Ref: https://github.com/sbt/sbt/issues/4813
It didn't really make sense for Continuous to use the other command
parser and then reparse the results. I was able to slightly simplify
things by using the multi parser directly.
We run into issues if we naively split the command input on ';' and
treat each part as a separate command unless the ';' is inside of a
string because it is also valid to have ';'s inside of braced
expressions, e.g. `set foo := { val x = 1; x + 1 }`. There was no parser
for expressions enclosed in braces. I add one that should parse any
expression wrapped in braces so long as each opening brace is matched by a
closing brace. The parser returns the original expression. This allows
the multi parser to ignore ';' inside of '{...}'.
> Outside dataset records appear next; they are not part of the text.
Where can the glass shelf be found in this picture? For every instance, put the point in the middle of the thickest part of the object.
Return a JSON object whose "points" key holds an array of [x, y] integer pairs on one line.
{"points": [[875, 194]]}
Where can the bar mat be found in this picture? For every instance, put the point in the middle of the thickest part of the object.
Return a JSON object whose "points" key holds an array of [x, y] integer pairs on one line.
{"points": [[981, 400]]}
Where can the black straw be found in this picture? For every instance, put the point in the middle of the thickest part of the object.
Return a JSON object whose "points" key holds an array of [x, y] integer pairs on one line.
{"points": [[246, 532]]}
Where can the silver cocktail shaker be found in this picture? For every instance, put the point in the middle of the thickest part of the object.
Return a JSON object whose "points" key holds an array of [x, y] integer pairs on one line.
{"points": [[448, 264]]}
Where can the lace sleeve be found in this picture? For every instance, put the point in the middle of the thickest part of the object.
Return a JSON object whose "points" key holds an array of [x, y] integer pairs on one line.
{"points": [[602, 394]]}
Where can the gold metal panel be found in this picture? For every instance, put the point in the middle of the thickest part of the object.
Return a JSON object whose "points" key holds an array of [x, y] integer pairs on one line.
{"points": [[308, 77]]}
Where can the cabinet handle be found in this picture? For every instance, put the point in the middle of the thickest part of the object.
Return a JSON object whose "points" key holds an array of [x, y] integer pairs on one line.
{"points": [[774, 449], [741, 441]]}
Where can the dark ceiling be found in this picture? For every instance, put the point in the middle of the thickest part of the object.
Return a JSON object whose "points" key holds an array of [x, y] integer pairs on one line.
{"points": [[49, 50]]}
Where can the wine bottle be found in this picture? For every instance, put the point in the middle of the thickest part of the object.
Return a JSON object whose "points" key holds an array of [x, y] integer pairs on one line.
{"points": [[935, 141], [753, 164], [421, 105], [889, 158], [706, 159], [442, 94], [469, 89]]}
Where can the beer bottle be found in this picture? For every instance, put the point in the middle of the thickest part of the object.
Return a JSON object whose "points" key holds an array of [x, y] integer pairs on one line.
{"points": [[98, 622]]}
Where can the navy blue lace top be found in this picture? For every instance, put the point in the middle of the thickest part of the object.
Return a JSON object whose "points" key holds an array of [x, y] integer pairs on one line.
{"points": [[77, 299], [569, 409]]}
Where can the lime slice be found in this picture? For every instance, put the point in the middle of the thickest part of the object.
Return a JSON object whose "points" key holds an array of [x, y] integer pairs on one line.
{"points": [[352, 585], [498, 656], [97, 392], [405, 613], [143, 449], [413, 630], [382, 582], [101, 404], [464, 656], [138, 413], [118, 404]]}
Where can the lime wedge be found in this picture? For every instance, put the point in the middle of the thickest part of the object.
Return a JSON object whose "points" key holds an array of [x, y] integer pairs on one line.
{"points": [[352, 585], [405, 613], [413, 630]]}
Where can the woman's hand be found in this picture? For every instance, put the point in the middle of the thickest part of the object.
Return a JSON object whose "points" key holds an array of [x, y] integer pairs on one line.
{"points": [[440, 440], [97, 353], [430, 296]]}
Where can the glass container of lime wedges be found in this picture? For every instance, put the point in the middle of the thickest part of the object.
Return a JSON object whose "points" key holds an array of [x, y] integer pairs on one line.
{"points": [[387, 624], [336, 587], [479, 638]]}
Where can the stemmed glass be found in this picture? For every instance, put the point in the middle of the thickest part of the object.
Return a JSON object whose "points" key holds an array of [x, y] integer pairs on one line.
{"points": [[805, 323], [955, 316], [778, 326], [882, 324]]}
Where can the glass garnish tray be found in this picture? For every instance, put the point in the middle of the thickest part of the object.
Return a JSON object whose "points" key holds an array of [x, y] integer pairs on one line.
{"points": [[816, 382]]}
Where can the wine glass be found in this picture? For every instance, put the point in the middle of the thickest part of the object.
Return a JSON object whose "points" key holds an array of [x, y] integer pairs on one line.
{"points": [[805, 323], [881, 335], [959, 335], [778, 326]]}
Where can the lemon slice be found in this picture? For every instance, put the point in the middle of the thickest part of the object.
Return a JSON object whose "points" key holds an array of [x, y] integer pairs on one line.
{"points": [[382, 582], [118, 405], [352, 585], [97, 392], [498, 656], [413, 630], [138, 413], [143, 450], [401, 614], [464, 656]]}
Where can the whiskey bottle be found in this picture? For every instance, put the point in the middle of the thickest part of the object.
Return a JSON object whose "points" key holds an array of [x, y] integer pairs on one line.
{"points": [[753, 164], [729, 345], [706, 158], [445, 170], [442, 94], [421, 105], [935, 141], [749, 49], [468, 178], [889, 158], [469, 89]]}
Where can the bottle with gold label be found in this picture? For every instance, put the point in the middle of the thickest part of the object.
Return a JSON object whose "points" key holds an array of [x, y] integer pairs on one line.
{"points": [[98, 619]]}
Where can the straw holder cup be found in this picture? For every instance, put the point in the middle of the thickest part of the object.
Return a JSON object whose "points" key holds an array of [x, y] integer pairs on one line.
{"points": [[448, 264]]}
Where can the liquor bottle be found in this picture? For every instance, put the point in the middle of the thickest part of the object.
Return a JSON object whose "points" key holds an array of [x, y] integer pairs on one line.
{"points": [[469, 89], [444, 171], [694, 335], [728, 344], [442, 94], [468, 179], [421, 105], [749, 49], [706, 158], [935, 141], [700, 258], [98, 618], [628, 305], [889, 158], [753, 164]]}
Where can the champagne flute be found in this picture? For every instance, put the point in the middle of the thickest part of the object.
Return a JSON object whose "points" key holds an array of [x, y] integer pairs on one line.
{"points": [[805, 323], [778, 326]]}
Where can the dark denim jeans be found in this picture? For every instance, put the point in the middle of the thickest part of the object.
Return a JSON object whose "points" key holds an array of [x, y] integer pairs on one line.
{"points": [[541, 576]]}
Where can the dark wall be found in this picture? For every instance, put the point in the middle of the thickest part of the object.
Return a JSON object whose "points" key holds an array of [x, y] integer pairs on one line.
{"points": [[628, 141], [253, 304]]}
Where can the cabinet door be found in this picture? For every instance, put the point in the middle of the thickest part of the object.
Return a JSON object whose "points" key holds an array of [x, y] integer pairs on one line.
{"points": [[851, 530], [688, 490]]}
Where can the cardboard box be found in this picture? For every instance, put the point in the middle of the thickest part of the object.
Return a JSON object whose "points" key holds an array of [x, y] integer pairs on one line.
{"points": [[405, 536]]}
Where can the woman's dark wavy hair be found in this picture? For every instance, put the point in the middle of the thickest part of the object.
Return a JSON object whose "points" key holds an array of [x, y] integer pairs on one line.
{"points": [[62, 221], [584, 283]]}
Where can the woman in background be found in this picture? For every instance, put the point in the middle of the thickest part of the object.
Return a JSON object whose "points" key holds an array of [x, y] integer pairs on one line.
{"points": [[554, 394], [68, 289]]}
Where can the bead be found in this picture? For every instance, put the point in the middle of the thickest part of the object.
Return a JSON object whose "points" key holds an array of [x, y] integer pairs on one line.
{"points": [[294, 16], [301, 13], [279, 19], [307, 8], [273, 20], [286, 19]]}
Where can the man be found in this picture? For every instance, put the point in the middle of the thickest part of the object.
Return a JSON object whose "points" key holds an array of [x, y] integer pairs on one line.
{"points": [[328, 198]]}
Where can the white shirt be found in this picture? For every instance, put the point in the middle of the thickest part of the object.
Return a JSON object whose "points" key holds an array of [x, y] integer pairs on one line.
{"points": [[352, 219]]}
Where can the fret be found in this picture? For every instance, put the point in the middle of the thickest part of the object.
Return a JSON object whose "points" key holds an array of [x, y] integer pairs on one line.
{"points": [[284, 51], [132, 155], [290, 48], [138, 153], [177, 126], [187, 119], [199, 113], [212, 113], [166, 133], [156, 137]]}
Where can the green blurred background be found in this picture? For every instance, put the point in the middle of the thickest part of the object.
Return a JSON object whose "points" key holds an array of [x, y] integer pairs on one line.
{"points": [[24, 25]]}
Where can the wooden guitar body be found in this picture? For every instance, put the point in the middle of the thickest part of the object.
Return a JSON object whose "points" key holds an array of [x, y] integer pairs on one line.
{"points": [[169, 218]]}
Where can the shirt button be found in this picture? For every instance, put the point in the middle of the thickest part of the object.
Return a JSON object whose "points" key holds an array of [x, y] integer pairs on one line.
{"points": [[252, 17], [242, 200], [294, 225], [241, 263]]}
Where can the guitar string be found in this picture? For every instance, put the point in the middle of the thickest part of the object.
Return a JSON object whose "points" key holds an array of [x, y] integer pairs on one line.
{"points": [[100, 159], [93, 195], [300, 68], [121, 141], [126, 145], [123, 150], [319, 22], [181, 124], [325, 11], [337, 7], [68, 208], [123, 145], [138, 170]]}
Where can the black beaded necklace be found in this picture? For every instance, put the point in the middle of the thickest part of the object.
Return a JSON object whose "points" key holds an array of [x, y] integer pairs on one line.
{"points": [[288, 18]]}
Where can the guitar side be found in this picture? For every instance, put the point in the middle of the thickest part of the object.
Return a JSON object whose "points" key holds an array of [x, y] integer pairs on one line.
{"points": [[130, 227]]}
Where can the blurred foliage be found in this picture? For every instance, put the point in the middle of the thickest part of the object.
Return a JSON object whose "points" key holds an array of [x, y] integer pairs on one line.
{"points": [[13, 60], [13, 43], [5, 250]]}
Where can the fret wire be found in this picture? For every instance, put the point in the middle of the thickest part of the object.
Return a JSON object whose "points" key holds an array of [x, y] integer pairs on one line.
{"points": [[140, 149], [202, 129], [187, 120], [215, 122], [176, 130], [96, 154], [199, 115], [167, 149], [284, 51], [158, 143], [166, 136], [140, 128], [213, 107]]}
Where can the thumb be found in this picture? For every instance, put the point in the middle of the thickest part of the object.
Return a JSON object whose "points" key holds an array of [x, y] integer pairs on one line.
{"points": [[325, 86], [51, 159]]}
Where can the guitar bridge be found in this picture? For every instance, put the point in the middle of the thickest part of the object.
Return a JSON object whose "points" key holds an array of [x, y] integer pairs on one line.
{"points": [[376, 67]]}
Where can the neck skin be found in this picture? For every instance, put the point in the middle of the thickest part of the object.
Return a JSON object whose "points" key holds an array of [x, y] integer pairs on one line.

I had to rework the scripted tests to individually run 'reload' and
'setUpScripted' because the new parser rejects setUpScripted because it
isn't a valid command until reload has run.
It was reported in https://github.com/sbt/sbt/issues/4808 that compared
to 1.2.8, sbt 1.3.0-RC2 will truncate the command args of an input task
that contains semicolons. This is actually intentional, but not
completely robust. For sbt >= 1.3.0, we are making ';' syntactically
meaningful. This means that it always represents a command separator
_unless_ it is inside of a quoted string. To enforce this, the multi parser
will effectively split the input on ';', it will then validate that each
command that it extracted is valid. If not, it throws an exception. If
the input is not a multi command, then parsing fails with a normal
failure.
I removed the multi command from the state's defined commands and reworked
State.combinedParser to explicitly first try multi parsing and fall back
to the regular combined parser if it is a regular command. If the multi
parser throws an uncaught exception, parsing fails even if the regular
parser could have successfully parsed the command. The reason is so that
we do not ever allow the user to evaluate, say 'run a;b'. Otherwise the
behavior would be inconsitent when the user runs 'compile; run a;b'
I noticed that in 1.3.0-RC2, the following commands worked:
++2.11.12 ;test
;++2.11.12;test
but
++2.11.12; test
did not. This issue is fixed in the next commit.